Housing And Population Growth Collide

But welcoming the world is not the same thing as building the capacity to house it.

Over the past several years, Canada has experienced one of the fastest population growth rates in the developed world. Housing construction, however, has struggled to keep pace. In 2023, the country added roughly 5.1 new residents for every housing unit started, more than double the historical average.

The consequences are increasingly visible on the ground. Rental markets in major cities such as Toronto and Vancouver have tightened dramatically. Vacancy rates remain extremely low while rents have climbed to record levels.

For many newcomers, especially international students, the first experience of Canada is not opportunity but scarcity—crowded apartments, bidding wars for rentals, and commutes that stretch across metropolitan regions. Statistics Canada has reported that international students are significantly more likely than Canadian-born students to live in unsuitable housing conditions.

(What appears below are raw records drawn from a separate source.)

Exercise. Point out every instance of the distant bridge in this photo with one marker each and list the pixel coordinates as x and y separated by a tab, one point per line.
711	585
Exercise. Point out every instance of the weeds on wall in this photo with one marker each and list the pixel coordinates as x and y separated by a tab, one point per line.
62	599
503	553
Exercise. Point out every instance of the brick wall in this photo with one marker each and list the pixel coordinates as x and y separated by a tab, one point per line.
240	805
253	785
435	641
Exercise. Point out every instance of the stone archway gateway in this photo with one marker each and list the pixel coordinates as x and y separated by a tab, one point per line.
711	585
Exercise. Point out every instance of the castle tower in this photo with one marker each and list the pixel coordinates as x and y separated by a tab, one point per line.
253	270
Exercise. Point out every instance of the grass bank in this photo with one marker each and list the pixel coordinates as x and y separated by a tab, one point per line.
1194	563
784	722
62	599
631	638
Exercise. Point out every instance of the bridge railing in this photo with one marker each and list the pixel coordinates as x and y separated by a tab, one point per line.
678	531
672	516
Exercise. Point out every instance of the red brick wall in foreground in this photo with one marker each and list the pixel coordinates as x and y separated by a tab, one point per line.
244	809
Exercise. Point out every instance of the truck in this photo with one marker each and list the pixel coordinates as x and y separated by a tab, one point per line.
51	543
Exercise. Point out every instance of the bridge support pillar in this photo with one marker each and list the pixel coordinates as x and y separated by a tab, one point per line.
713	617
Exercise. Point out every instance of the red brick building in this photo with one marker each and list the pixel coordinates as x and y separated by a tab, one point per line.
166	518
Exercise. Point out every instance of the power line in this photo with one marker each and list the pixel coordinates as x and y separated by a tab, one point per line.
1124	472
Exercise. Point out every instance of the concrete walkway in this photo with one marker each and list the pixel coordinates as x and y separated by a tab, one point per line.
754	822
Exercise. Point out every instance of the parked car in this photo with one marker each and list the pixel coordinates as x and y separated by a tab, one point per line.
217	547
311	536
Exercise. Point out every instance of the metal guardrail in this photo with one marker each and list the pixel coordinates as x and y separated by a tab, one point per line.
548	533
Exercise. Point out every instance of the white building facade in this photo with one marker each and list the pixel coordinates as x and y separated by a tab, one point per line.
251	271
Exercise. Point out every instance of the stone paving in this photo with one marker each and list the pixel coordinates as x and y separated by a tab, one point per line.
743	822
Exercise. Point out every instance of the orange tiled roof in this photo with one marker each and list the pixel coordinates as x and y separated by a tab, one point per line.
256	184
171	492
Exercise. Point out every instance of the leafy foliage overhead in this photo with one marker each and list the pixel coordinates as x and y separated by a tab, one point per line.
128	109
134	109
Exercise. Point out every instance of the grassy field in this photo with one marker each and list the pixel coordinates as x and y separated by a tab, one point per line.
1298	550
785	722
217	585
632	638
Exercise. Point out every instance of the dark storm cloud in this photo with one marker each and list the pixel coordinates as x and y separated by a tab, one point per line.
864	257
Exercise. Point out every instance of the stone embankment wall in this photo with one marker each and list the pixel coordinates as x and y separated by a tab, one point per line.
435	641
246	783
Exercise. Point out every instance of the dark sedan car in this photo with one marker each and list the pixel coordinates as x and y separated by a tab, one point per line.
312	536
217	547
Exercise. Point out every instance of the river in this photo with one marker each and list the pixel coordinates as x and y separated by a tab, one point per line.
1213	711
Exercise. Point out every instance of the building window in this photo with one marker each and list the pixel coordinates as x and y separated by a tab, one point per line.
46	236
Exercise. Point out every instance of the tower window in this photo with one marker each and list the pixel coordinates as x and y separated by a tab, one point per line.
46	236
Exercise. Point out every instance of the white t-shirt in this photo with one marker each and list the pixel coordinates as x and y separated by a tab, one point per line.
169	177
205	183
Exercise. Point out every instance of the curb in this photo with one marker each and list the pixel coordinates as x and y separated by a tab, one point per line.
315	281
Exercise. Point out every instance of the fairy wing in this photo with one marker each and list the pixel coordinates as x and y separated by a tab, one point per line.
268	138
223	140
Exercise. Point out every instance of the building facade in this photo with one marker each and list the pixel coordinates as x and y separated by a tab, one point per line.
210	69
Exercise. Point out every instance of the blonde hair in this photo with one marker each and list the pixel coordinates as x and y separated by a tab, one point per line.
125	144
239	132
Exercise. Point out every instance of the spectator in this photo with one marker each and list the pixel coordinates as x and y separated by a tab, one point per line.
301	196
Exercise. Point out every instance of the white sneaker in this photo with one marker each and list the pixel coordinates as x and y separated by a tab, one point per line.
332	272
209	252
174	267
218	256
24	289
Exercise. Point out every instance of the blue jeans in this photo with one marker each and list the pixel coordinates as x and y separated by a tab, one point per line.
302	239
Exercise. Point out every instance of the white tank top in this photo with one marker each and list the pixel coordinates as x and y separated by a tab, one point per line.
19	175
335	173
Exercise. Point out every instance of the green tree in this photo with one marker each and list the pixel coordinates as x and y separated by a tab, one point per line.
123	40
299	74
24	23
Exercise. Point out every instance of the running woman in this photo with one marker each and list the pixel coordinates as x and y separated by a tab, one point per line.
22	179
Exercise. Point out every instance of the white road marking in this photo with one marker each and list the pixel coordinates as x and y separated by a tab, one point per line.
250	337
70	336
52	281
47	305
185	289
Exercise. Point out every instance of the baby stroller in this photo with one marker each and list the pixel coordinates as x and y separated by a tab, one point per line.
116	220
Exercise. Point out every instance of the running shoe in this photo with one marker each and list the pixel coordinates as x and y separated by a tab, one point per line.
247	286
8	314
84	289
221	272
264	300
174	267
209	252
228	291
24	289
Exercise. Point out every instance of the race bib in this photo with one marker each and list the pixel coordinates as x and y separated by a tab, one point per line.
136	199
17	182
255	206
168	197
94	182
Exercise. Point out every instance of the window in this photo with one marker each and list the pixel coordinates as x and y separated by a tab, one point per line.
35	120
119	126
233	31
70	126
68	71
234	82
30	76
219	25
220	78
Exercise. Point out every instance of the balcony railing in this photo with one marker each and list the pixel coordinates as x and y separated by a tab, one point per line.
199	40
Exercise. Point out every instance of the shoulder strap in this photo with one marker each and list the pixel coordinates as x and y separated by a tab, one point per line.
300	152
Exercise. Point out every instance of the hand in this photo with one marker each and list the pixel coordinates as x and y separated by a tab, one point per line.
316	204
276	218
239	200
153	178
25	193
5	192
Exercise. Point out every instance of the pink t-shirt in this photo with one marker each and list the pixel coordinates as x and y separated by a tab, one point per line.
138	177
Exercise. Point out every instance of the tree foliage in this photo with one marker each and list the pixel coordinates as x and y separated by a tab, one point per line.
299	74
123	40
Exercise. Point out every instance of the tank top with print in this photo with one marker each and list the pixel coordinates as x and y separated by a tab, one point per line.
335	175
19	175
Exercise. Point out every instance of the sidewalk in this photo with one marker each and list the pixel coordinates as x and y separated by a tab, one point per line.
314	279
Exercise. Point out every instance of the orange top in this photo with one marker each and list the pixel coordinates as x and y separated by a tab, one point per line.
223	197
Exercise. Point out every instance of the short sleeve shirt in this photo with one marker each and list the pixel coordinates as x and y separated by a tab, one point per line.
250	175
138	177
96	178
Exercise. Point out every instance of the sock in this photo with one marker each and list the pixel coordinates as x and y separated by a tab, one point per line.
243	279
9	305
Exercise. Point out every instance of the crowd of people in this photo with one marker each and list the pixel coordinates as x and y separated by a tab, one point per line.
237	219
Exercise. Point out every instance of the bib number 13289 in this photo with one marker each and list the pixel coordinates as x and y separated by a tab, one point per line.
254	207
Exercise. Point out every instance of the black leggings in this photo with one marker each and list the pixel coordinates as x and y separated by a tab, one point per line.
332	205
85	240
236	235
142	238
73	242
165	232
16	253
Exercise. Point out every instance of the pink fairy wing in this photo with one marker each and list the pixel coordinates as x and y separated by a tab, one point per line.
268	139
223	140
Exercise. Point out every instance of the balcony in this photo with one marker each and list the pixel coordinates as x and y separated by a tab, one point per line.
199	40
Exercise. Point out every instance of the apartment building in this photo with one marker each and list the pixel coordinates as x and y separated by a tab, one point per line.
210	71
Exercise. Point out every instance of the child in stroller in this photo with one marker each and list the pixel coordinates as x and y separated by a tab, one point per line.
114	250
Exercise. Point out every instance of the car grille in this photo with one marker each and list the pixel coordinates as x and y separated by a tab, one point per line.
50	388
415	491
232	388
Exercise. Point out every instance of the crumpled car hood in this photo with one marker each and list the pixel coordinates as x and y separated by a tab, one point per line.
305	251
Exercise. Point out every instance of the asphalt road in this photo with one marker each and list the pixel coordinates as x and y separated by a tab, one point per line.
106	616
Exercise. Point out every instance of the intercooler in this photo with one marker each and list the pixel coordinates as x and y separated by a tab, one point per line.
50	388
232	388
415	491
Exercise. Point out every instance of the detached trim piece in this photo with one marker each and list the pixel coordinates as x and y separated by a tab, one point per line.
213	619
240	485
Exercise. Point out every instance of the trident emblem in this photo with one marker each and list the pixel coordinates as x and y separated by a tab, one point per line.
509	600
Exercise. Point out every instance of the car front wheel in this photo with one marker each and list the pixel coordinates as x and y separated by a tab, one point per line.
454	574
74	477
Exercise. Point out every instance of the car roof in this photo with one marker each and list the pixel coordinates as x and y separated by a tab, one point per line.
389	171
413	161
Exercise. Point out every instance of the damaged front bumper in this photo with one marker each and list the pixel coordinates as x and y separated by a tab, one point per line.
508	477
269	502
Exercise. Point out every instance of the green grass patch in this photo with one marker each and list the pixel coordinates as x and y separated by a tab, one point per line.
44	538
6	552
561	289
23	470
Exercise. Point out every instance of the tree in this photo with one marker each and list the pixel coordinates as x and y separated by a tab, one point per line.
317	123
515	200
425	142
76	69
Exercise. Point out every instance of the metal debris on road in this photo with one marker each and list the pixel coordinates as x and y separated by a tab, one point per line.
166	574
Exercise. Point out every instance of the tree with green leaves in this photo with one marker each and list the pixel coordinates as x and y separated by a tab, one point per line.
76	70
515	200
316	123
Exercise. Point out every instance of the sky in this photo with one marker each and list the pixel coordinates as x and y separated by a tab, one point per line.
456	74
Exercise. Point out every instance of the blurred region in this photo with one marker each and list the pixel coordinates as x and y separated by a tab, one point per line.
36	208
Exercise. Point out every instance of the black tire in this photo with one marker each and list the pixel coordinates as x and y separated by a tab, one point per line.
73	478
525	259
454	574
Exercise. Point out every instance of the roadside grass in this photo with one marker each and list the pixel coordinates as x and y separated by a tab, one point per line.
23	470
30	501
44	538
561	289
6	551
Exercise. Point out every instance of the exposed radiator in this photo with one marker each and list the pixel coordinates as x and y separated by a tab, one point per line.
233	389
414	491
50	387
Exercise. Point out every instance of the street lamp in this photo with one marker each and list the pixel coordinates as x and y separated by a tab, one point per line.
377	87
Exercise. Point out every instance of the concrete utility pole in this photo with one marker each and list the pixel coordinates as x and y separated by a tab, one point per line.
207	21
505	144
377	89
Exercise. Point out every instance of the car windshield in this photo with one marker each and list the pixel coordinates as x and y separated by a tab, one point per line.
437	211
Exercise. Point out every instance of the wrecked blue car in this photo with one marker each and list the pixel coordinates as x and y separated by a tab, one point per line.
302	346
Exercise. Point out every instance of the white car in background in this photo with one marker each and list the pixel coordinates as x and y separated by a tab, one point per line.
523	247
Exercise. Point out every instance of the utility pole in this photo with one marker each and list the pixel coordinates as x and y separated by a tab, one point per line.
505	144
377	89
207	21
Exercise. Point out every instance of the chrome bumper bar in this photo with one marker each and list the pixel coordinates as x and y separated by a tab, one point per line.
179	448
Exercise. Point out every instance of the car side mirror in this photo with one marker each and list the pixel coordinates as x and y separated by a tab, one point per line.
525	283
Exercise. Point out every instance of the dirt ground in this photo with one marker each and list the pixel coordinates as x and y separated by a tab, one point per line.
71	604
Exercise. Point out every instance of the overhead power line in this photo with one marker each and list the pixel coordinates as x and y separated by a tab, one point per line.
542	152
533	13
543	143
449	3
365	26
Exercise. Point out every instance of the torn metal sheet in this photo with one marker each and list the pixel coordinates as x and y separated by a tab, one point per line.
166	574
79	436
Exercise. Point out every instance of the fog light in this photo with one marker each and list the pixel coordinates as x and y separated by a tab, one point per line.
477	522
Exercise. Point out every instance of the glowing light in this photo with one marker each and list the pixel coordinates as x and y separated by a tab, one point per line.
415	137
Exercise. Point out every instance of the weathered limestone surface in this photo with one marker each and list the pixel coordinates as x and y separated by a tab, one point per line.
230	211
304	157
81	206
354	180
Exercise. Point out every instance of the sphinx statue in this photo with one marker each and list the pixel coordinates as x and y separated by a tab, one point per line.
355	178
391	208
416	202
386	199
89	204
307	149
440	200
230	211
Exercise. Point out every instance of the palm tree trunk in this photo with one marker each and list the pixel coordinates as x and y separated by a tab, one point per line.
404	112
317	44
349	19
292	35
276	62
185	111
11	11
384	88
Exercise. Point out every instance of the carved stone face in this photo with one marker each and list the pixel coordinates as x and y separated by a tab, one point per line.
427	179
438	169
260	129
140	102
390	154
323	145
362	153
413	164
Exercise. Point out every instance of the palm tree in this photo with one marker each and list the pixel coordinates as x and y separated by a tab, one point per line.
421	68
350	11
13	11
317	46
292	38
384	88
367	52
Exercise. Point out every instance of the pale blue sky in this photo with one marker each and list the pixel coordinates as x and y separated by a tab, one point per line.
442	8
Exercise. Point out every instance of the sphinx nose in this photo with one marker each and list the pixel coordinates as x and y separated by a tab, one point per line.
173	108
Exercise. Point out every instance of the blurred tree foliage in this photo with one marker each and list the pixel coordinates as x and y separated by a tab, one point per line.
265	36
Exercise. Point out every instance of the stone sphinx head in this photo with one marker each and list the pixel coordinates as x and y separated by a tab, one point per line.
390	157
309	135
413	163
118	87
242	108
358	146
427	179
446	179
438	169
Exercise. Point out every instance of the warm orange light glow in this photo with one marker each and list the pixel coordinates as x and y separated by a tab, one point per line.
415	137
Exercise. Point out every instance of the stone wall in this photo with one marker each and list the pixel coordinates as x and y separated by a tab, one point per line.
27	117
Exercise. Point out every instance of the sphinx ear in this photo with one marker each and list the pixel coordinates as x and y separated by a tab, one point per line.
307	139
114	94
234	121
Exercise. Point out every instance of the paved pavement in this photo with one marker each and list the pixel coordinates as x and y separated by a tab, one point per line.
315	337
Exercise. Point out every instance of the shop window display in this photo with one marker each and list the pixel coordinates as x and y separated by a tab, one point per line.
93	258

In some municipalities, the overcrowding rate among international students exceeds 60%.

A Shift in Public Sentiment

For many years, Canada stood out among Western democracies for maintaining strong public support for immigration. But that consensus has begun to change.

As The Global Mail columnist Tony Keller pointed out, between 2021 and 2024, immigration surged across North America, with the United States recording the fastest pace of arrivals in its modern history. Yet relative to population size, Canada experienced an even larger influx.

For decades, Canada had maintained broad political and public support for immigration, with relatively stable policies and some of the most positive attitudes toward newcomers in the developed world.

Keller notes that this consensus began to shift after 2015 as immigration levels rose sharply and temporary pathways—especially student visas and work permits—expanded rapidly, driving population growth far beyond official permanent-resident targets.

While the surge boosted overall economic output, population growth outpaced per-person economic growth, contributing to stagnant living standards and increasing pressure on housing and infrastructure. By the mid-2020s, immigration had moved from a largely settled policy area in Canada to one of the country’s most contested economic and political issues.

Since 2023, surveys have shown a sharp shift in public attitudes, with housing affordability and infrastructure strain dominating national debates. By 2025, more than half of Canadians reported that the country was accepting too many immigrants. This represented the highest level of concern recorded in decades.

This shift does not necessarily reflect hostility toward immigration itself, but it reflects growing anxiety that immigration policy has become disconnected from the systems meant to support population growth.

When housing supply lags behind population growth, the strain becomes visible everywhere: rising rents, crowded transit, longer wait times for healthcare, and mounting frustration among younger Canadians struggling to enter the housing market. In that environment, immigration becomes a political lightning rod, even when the underlying problem is structural.

Aligning Ideals with Capacity

None of this means Canada’s immigration story is ending. Immigration will remain essential to the country’s economic future. Skilled workers, entrepreneurs, and students contribute enormously to innovation, productivity, and cultural dynamism. Canada’s ability to attract global talent remains one of its strategic advantages in a competitive world.

But immigration policy cannot exist in isolation from the broader systems that sustain a society.

Housing construction, infrastructure investment, urban planning, and labor market strategy must align with population growth. Without that coordination, even well-intentioned immigration targets risk creating pressures that undermine public confidence.

Welcoming the world is an admirable national aspiration. Yet openness alone is not a housing strategy, an infrastructure plan, or an economic model. Canada built its modern identity on the promise that diversity could be a strength. The next chapter of that story will depend on whether our country can match that aspiration with the practical capacity required to sustain it.